The EastMed-Poseidon pipeline, which would initially connect several gas fields offshore Israel to Italy and have an annual capacity of 10 billion cubic metres (bcm) of gas, could be ready by 2027, Edison said.

The project, supported by Israel, Cyprus and Greece, would guarantee alternative supplies for Europe, which is weaning itself off of Russian piped gas. In addition, it would better connect Cyprus to its EU partners.

For these reasons, the European Commission could be interested in partly funding the project, whose cost is estimated at around 6 billion euros ($6.4 billion), Edison said.

“We expect to take the final investment decision (FID) by the end of this year.
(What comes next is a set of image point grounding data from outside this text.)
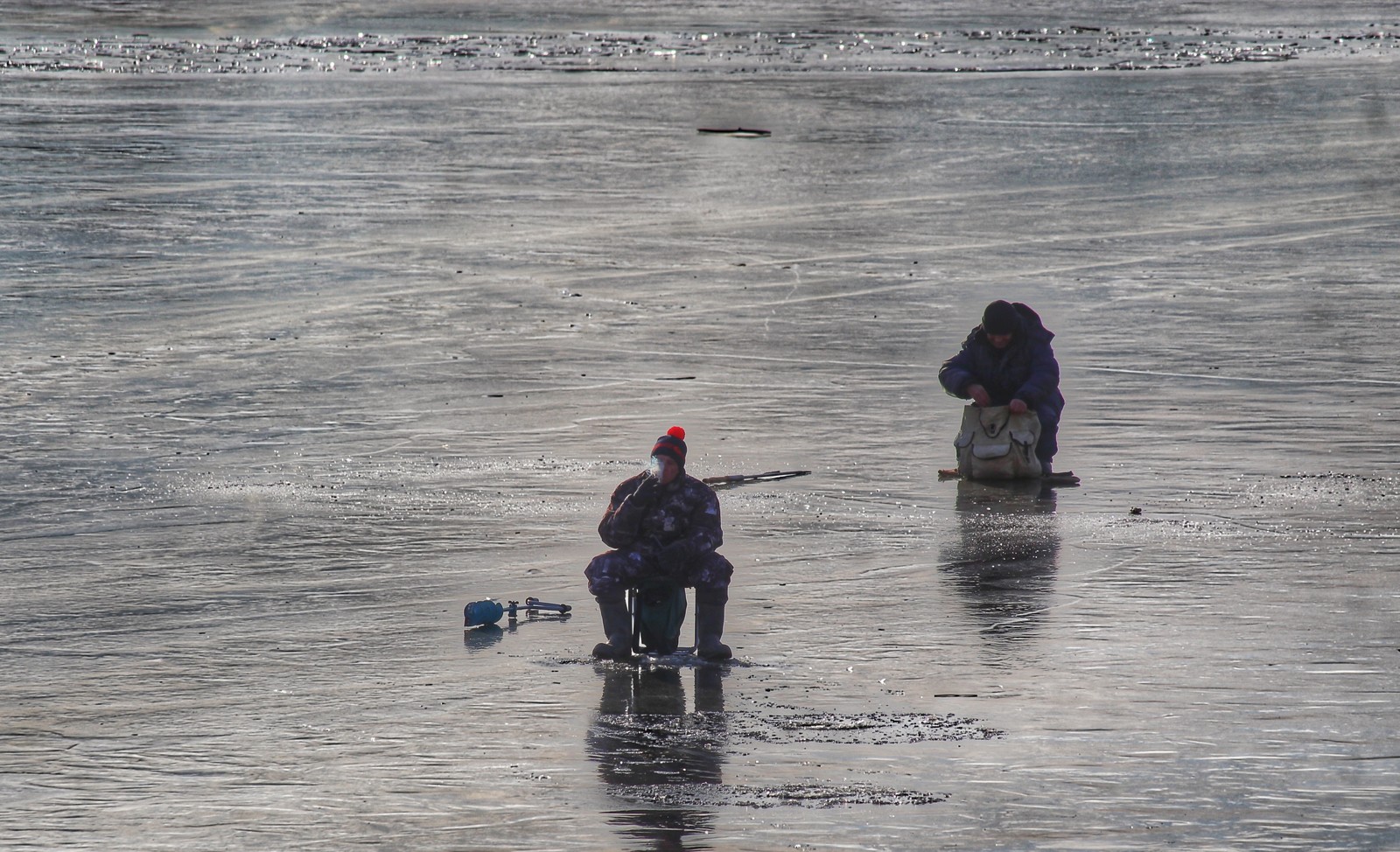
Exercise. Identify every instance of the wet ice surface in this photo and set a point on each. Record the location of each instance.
(732, 52)
(298, 366)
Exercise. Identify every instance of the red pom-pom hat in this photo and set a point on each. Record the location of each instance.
(672, 445)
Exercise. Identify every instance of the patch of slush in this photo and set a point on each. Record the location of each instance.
(802, 795)
(826, 728)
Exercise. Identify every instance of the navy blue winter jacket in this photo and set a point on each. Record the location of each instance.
(1026, 370)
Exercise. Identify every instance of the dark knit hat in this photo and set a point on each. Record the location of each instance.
(672, 445)
(1001, 318)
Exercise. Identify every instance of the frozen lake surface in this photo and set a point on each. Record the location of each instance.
(298, 364)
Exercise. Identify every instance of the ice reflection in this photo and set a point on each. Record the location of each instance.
(650, 751)
(1004, 557)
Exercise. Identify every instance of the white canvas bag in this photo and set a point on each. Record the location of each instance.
(996, 443)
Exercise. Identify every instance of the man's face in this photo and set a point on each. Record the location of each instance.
(668, 469)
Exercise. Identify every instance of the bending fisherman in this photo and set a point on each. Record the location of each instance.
(1008, 361)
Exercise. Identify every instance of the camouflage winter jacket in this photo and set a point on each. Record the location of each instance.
(646, 515)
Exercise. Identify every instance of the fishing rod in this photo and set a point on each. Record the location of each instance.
(738, 478)
(480, 613)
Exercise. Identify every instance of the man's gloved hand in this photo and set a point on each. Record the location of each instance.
(648, 490)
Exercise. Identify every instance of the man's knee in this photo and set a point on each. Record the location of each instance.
(608, 576)
(711, 579)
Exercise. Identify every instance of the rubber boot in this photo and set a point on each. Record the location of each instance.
(618, 628)
(709, 628)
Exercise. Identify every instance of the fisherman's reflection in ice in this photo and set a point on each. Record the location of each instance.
(658, 758)
(1003, 562)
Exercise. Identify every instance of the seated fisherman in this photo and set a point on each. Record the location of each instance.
(662, 522)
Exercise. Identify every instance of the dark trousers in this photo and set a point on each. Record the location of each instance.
(611, 574)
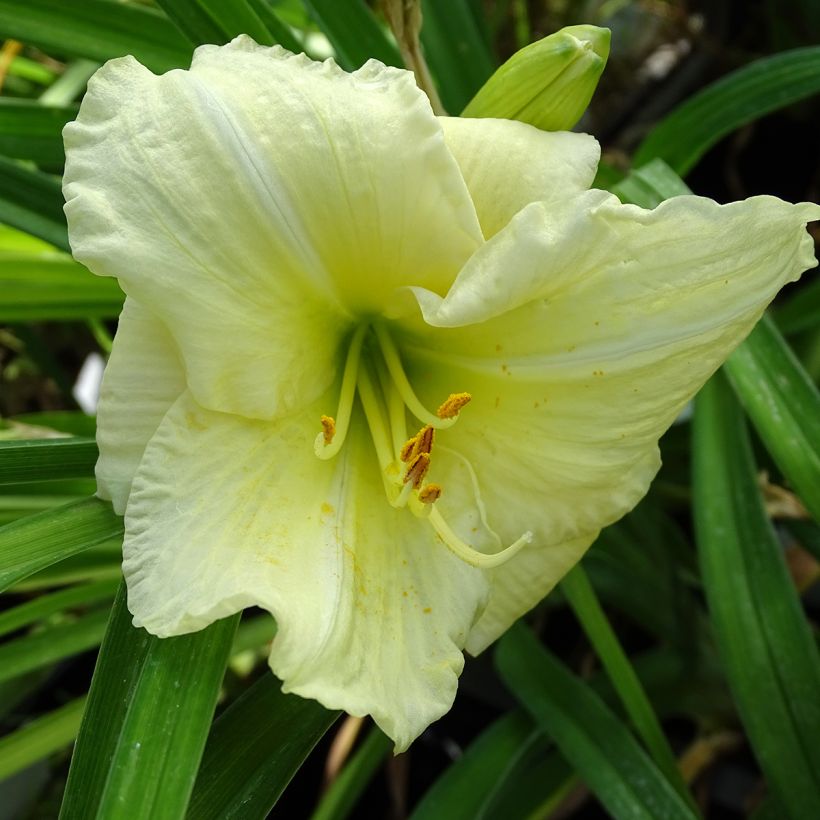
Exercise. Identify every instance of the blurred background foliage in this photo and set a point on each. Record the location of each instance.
(675, 674)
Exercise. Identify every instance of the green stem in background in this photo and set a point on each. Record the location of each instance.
(70, 84)
(340, 799)
(584, 602)
(101, 335)
(404, 19)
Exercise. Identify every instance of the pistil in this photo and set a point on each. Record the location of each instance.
(404, 462)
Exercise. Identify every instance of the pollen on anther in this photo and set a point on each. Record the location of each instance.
(408, 449)
(417, 469)
(452, 405)
(430, 493)
(328, 428)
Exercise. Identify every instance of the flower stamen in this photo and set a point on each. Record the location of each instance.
(417, 470)
(468, 554)
(328, 429)
(334, 430)
(402, 384)
(430, 493)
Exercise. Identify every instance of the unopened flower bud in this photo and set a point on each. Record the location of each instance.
(549, 83)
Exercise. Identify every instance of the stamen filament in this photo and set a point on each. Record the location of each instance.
(395, 409)
(375, 419)
(393, 362)
(470, 555)
(322, 447)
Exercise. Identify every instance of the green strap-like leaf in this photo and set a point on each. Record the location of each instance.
(33, 543)
(468, 786)
(455, 50)
(747, 94)
(768, 652)
(253, 751)
(36, 287)
(354, 32)
(96, 29)
(33, 131)
(149, 711)
(32, 201)
(50, 645)
(44, 606)
(46, 459)
(776, 392)
(600, 748)
(784, 405)
(218, 21)
(340, 798)
(587, 609)
(40, 738)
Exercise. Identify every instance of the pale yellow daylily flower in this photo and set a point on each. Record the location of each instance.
(318, 272)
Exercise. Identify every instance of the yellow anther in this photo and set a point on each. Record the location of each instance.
(422, 442)
(328, 428)
(425, 438)
(429, 493)
(408, 449)
(417, 469)
(453, 404)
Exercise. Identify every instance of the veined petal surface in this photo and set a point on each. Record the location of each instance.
(264, 198)
(581, 330)
(508, 164)
(372, 610)
(143, 378)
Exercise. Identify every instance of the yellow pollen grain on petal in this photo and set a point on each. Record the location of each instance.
(328, 428)
(430, 493)
(453, 404)
(417, 469)
(408, 449)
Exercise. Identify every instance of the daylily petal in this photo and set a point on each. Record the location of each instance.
(372, 610)
(143, 378)
(508, 164)
(595, 322)
(263, 198)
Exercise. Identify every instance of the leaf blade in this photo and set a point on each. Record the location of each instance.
(770, 658)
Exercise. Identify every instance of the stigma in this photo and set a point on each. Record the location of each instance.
(374, 373)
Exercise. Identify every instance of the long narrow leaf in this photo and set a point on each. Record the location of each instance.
(46, 459)
(747, 94)
(455, 50)
(354, 32)
(587, 609)
(253, 751)
(96, 29)
(464, 791)
(784, 405)
(33, 131)
(40, 738)
(38, 287)
(218, 21)
(36, 542)
(44, 606)
(32, 201)
(149, 710)
(53, 644)
(770, 657)
(340, 798)
(593, 740)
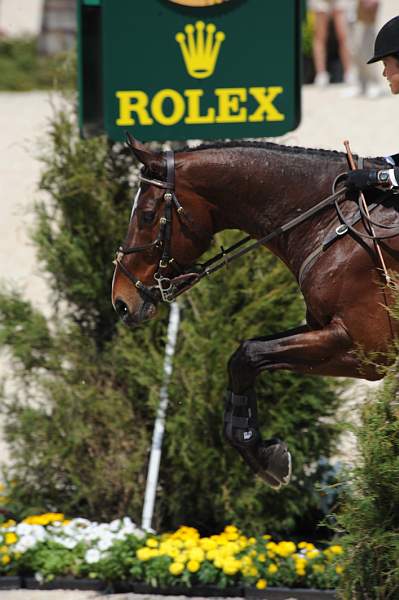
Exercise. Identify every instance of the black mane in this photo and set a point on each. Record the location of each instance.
(268, 146)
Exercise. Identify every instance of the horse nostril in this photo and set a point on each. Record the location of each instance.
(121, 309)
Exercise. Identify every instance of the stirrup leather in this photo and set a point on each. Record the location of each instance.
(241, 419)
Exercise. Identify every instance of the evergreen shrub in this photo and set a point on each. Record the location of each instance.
(369, 515)
(80, 420)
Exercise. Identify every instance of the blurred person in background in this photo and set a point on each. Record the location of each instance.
(323, 11)
(386, 49)
(364, 31)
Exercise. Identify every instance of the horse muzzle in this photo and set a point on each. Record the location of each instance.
(134, 317)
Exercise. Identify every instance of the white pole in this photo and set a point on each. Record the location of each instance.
(159, 426)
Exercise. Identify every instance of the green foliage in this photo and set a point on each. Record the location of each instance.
(369, 514)
(307, 34)
(254, 297)
(80, 422)
(23, 69)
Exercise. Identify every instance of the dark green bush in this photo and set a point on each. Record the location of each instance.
(80, 422)
(369, 514)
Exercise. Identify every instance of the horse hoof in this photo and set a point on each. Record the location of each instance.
(276, 463)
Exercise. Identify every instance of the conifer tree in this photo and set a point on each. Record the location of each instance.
(369, 515)
(80, 422)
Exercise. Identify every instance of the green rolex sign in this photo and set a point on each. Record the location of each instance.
(180, 69)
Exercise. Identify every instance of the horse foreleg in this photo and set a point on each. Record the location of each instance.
(327, 351)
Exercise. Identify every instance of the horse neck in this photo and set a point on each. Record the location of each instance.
(257, 190)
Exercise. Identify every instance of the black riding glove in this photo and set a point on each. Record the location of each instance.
(361, 179)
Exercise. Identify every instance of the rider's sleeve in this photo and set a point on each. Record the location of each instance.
(394, 177)
(393, 159)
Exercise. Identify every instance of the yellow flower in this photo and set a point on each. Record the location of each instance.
(10, 538)
(208, 544)
(8, 523)
(272, 568)
(144, 553)
(261, 558)
(44, 519)
(182, 557)
(193, 566)
(176, 568)
(285, 549)
(231, 566)
(339, 569)
(318, 568)
(196, 554)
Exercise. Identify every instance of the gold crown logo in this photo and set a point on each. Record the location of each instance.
(200, 49)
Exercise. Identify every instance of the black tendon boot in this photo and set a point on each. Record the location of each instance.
(269, 459)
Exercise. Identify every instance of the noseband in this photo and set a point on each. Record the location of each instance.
(165, 287)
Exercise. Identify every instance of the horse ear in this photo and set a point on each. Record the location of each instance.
(153, 161)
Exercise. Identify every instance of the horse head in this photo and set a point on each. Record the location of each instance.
(170, 227)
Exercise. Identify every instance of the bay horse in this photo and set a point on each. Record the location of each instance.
(259, 188)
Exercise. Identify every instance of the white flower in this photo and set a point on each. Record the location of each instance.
(68, 543)
(105, 543)
(115, 525)
(93, 555)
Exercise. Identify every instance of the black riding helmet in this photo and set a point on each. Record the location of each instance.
(387, 41)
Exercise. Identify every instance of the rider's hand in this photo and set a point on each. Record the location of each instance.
(361, 179)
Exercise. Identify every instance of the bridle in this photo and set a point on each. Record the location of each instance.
(165, 287)
(168, 288)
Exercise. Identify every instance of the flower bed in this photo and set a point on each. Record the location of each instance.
(119, 553)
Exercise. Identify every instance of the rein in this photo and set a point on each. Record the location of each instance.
(169, 288)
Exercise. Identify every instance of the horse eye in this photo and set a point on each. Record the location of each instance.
(148, 216)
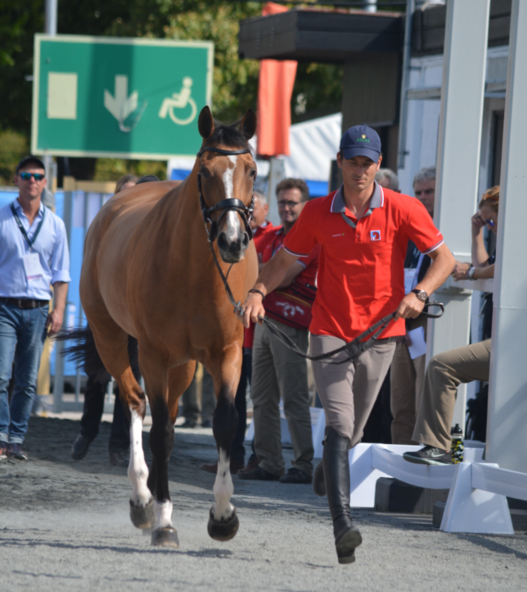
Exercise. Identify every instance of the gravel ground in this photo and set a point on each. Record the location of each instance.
(64, 526)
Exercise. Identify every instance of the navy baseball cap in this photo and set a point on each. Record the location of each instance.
(361, 140)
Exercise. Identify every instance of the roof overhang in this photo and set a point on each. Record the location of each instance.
(320, 36)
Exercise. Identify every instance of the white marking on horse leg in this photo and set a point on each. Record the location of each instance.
(222, 509)
(137, 469)
(163, 511)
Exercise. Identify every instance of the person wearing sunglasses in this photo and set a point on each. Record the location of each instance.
(33, 257)
(446, 371)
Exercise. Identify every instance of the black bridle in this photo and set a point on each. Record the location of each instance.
(226, 205)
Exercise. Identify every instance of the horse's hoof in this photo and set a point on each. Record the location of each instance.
(142, 517)
(223, 531)
(165, 537)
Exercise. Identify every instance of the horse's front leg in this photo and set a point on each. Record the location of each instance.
(223, 521)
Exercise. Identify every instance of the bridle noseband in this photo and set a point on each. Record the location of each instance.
(226, 205)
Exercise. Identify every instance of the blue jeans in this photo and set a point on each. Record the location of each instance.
(22, 335)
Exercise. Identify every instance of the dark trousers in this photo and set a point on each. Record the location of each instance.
(93, 410)
(240, 403)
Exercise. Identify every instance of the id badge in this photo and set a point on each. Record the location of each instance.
(32, 266)
(409, 277)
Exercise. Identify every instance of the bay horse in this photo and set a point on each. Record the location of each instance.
(149, 273)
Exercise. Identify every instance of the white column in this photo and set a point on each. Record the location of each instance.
(507, 420)
(458, 158)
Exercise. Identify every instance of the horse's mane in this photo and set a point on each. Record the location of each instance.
(228, 135)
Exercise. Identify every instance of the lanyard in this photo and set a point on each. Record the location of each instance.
(23, 230)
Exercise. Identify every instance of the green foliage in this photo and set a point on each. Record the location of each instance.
(13, 147)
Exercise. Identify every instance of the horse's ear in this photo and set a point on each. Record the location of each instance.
(248, 124)
(206, 123)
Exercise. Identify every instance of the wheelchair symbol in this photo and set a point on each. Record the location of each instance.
(180, 100)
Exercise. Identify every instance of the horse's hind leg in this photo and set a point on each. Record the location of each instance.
(112, 345)
(225, 369)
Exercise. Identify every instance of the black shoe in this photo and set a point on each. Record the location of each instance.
(80, 448)
(258, 474)
(295, 475)
(319, 485)
(119, 458)
(15, 451)
(337, 480)
(189, 424)
(429, 456)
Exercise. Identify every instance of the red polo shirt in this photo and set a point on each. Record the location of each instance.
(361, 269)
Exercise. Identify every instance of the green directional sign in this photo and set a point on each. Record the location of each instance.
(121, 98)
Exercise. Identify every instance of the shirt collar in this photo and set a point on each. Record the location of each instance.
(338, 205)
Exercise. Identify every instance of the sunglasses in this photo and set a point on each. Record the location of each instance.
(27, 176)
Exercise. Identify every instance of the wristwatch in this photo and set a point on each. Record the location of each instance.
(421, 295)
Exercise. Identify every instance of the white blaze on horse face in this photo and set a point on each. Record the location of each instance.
(137, 469)
(222, 509)
(163, 511)
(232, 220)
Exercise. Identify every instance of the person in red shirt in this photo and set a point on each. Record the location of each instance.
(278, 372)
(363, 230)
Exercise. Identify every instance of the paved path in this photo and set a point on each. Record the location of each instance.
(64, 526)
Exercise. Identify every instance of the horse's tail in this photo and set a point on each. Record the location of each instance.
(84, 352)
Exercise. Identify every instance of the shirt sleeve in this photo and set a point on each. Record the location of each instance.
(422, 230)
(60, 258)
(301, 239)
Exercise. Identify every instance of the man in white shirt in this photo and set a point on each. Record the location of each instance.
(33, 255)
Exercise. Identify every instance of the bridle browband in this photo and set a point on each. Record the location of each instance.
(226, 205)
(353, 349)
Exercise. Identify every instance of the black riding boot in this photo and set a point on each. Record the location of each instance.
(337, 480)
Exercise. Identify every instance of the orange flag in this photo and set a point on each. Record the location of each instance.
(275, 87)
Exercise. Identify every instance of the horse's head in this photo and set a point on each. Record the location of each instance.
(226, 175)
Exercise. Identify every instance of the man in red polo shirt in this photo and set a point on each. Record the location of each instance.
(363, 230)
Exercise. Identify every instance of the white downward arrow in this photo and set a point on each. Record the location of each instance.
(120, 105)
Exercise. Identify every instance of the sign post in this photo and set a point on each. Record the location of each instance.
(119, 98)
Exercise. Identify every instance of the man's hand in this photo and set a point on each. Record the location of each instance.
(54, 321)
(410, 308)
(252, 309)
(460, 271)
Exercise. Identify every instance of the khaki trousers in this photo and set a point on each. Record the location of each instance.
(279, 372)
(348, 391)
(407, 378)
(444, 374)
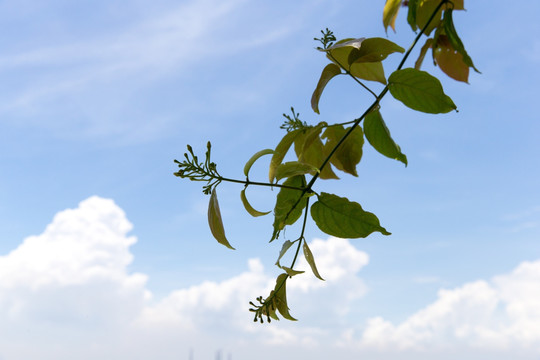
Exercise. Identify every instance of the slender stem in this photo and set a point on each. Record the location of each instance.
(302, 238)
(372, 107)
(248, 182)
(351, 75)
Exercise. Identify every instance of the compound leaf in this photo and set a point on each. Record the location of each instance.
(292, 272)
(340, 217)
(372, 71)
(423, 51)
(390, 11)
(349, 154)
(311, 260)
(280, 295)
(424, 11)
(342, 52)
(250, 208)
(379, 137)
(450, 61)
(215, 222)
(254, 158)
(293, 168)
(454, 39)
(411, 15)
(310, 150)
(376, 49)
(419, 91)
(286, 246)
(330, 71)
(284, 213)
(279, 153)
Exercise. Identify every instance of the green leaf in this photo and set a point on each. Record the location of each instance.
(293, 168)
(311, 260)
(411, 15)
(286, 245)
(250, 208)
(254, 158)
(349, 154)
(215, 222)
(292, 272)
(281, 150)
(450, 61)
(423, 13)
(328, 73)
(423, 51)
(420, 91)
(375, 50)
(454, 39)
(280, 295)
(310, 150)
(373, 71)
(342, 218)
(390, 11)
(340, 52)
(284, 213)
(379, 137)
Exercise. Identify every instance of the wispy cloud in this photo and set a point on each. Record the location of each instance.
(92, 85)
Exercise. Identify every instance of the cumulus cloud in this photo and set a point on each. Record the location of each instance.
(69, 292)
(500, 314)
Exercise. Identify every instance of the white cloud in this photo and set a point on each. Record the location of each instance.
(71, 286)
(500, 314)
(69, 292)
(88, 87)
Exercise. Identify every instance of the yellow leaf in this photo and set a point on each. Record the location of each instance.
(215, 222)
(450, 60)
(390, 11)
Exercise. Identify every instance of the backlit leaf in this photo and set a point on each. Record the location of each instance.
(310, 150)
(450, 61)
(349, 154)
(419, 91)
(292, 272)
(248, 206)
(423, 10)
(379, 137)
(215, 222)
(279, 153)
(328, 73)
(423, 13)
(342, 218)
(284, 213)
(390, 11)
(254, 158)
(454, 39)
(311, 260)
(340, 52)
(411, 15)
(372, 71)
(286, 245)
(376, 49)
(280, 294)
(423, 51)
(293, 168)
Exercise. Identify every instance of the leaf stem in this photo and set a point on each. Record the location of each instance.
(372, 107)
(351, 75)
(248, 182)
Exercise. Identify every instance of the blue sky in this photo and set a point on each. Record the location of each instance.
(105, 254)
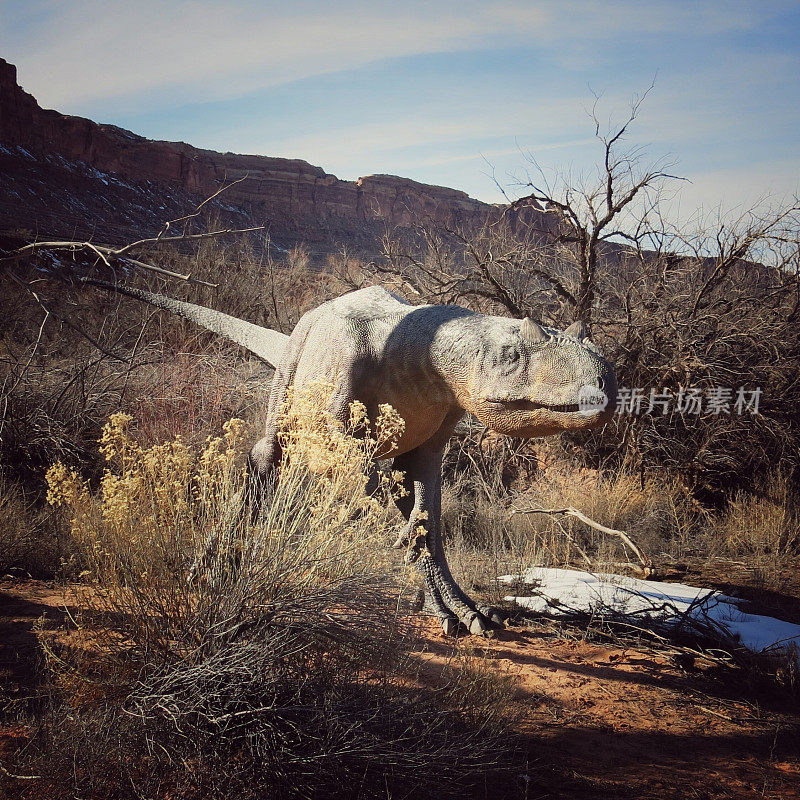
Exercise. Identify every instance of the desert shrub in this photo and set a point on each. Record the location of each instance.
(760, 525)
(285, 666)
(33, 540)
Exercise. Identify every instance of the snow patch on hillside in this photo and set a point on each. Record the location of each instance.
(564, 591)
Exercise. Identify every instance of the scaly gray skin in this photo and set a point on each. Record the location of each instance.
(433, 364)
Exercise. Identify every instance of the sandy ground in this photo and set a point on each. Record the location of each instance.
(596, 721)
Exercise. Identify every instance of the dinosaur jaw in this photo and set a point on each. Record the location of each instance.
(528, 419)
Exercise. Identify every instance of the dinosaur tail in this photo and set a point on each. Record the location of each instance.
(267, 344)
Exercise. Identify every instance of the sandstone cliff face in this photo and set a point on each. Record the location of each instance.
(287, 193)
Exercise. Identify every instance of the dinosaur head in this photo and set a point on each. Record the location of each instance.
(532, 381)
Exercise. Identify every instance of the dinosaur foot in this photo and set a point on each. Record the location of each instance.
(475, 623)
(495, 616)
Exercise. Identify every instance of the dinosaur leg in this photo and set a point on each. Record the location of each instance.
(422, 508)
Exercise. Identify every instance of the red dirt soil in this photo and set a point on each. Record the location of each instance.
(597, 721)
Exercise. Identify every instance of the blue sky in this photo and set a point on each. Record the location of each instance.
(443, 92)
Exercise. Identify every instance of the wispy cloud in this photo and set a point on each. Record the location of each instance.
(81, 52)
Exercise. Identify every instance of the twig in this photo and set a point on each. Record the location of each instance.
(19, 777)
(569, 511)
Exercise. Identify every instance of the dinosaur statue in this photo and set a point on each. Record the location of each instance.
(432, 364)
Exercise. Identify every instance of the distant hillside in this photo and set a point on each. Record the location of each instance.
(68, 176)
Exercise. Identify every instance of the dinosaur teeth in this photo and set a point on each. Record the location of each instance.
(530, 405)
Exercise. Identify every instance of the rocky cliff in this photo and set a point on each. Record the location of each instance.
(289, 195)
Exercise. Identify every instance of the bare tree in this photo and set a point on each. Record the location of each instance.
(615, 205)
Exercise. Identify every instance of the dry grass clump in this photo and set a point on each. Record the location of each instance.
(761, 525)
(285, 668)
(32, 539)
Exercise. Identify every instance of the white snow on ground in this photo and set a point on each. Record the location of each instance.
(559, 591)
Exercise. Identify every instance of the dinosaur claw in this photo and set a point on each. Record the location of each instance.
(494, 615)
(477, 626)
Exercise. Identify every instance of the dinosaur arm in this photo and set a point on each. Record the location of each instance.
(267, 344)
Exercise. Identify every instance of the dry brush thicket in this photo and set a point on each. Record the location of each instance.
(287, 666)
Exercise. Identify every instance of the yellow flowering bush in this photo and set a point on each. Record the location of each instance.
(317, 540)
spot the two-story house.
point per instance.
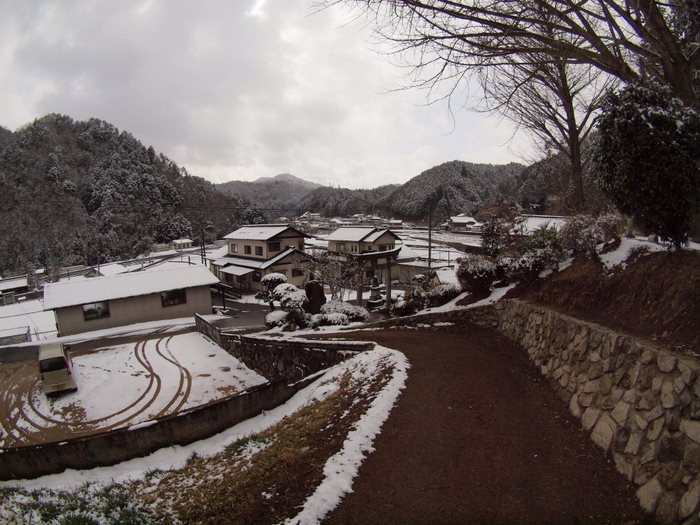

With a FID in 2023, the project would be realised by 2027,” Fabrizio Mattana, Edison’s executive vice president for gas assets, told Reuters in an interview.

The European Union imported 155 bcm of natural gas from Russia in 2021, equating to about 45% of its gas imports, according to the International Energy Agency.

Italy’s Edison, a subsidiary of France’s EDF (EDF.PA), and Greece’s DEPA International Projects are promoting the project through their joint venture IGI Poseidon.

Last year, they received independent positive assessments over the feasibility of the pipeline, which would be 2,000 kilometres (1,243 miles) long, with at least 800 km offshore.

The pipeline would be fed by Israeli gas fields already in production and others under development. These are Leviathan, Tamar and also the Tanin & Karish fields that have additional reserves to be developed, Mattana said.

These fields produce around 28 bcm a year, with about a third exported to Egypt and Jordan. Production is expected to climb in the coming years as current projects are expanded and any discoveries are brought online.